Eu queria, por fim, lhe perguntar sobre como anda a regulação da Educação a Distância no Brasil. A principal novidade no âmbito regulatório, que ainda não teve tempo de ter efeitos sobre os resultados do Censo recém-divulgado, é o decreto 12.456, que dispõe sobre a oferta de EaD na graduação e pós-graduação. Queria sua avaliação sobre isso.
O novo marco regulatório da Educação a Distância é um avanço
Olha, eu digo para você que o novo marco regulatório da Educação a Distância é um avanço. O decreto se coloca como uma possibilidade real de coibir práticas tão predatórias como as que a gente estava vendo. Ele traz, por exemplo, uma exigência de presencialidade que não tinha antes, de maior qualificação do corpo docente, exige uma infraestrutura mínima obrigatória, trata das questões de método, de material didático. Ele fala de uma série de coisas que a gente não tinha antes, coisas que não estavam reguladas de uma maneira tão clara. Tira alguns cursos da possibilidade de serem [ofertados] completamente à distância. Então, avança em muitas coisas. Agora, como eu estudo política pública de Educação, como é que olho para esse decreto? Eu acho que esse decreto foi um freio no que vinha acontecendo, que era uma exposição grande de várias dessas coisas que nós conversamos aqui. E um consenso possível. Porque existem muitos interesses em jogo, muita pressão, muito lobby.

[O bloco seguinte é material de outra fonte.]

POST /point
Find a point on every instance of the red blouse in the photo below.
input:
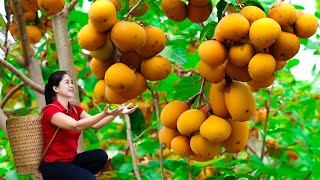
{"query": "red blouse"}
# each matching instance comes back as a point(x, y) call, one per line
point(65, 144)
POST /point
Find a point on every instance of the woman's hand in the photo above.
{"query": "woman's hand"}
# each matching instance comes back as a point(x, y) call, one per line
point(114, 112)
point(129, 108)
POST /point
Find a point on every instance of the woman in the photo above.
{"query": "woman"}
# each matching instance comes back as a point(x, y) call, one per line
point(61, 161)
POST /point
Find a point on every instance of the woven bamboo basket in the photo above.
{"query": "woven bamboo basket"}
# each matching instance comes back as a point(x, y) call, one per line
point(26, 141)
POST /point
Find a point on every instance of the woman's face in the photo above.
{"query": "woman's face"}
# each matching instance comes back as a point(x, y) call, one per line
point(66, 87)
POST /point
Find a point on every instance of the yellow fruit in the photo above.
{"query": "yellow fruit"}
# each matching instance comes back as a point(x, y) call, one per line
point(217, 100)
point(262, 84)
point(280, 65)
point(190, 121)
point(212, 52)
point(305, 25)
point(264, 32)
point(213, 74)
point(99, 91)
point(90, 39)
point(105, 52)
point(132, 59)
point(140, 10)
point(261, 66)
point(128, 35)
point(285, 47)
point(284, 13)
point(176, 10)
point(181, 146)
point(199, 3)
point(203, 147)
point(237, 73)
point(120, 77)
point(139, 87)
point(240, 102)
point(114, 97)
point(232, 27)
point(241, 54)
point(103, 15)
point(30, 5)
point(51, 7)
point(252, 13)
point(215, 129)
point(166, 135)
point(199, 14)
point(156, 68)
point(99, 68)
point(238, 137)
point(34, 34)
point(156, 41)
point(29, 16)
point(171, 112)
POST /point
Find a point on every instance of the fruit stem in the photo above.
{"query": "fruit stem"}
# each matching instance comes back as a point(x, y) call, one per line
point(132, 9)
point(268, 103)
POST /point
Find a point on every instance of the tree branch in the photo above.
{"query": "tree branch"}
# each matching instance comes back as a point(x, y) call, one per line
point(28, 82)
point(268, 104)
point(68, 8)
point(22, 31)
point(155, 97)
point(133, 155)
point(132, 9)
point(8, 96)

Quando trata das licenciaturas, por exemplo, o decreto diz que esses cursos só podem ser semipresenciais, precisam ter um mínimo de 30% de carga horária presencial e um mínimo de 20% de atividades síncronas. Mas o que pode estar nesses 30% de carga horária presencial? Por exemplo, como é que vai ser regulamentado o estágio nas licenciaturas? Vai ser considerado dentro desses 30% de carga horária presencial? Então, tem toda uma discussão que nós ainda vamos ver. No meu ponto de vista, muitos avanços talvez depois sejam negociados por essas grandes empresas. A rede pública [de ensino superior] representa cerca de 20% das matrículas. Na rede privada, você tem grandes conglomerados educacionais que são responsáveis por [pelo menos] 70% dos outros 80%. E se você tem dez grandes grupos que detêm esse número de matrículas, eles têm um poder de pressão muito grande. Eu diria que essa conquista, que pode parecer ainda muito frágil e cheia de problemas, foi um pequeno avanço no mar de retrocessos em que nós vínhamos vivendo.
Eu vou terminar um pouco mais otimista. A gente costuma reputar essas coisas ao governo A ou B, mas eu também acho que tem muita gente na estrutura do Ministério da Educação que luta por [melhorias]. Apesar de a burocracia pública estar muito combalida, ainda tem gente lá que está fazendo o seu trabalho.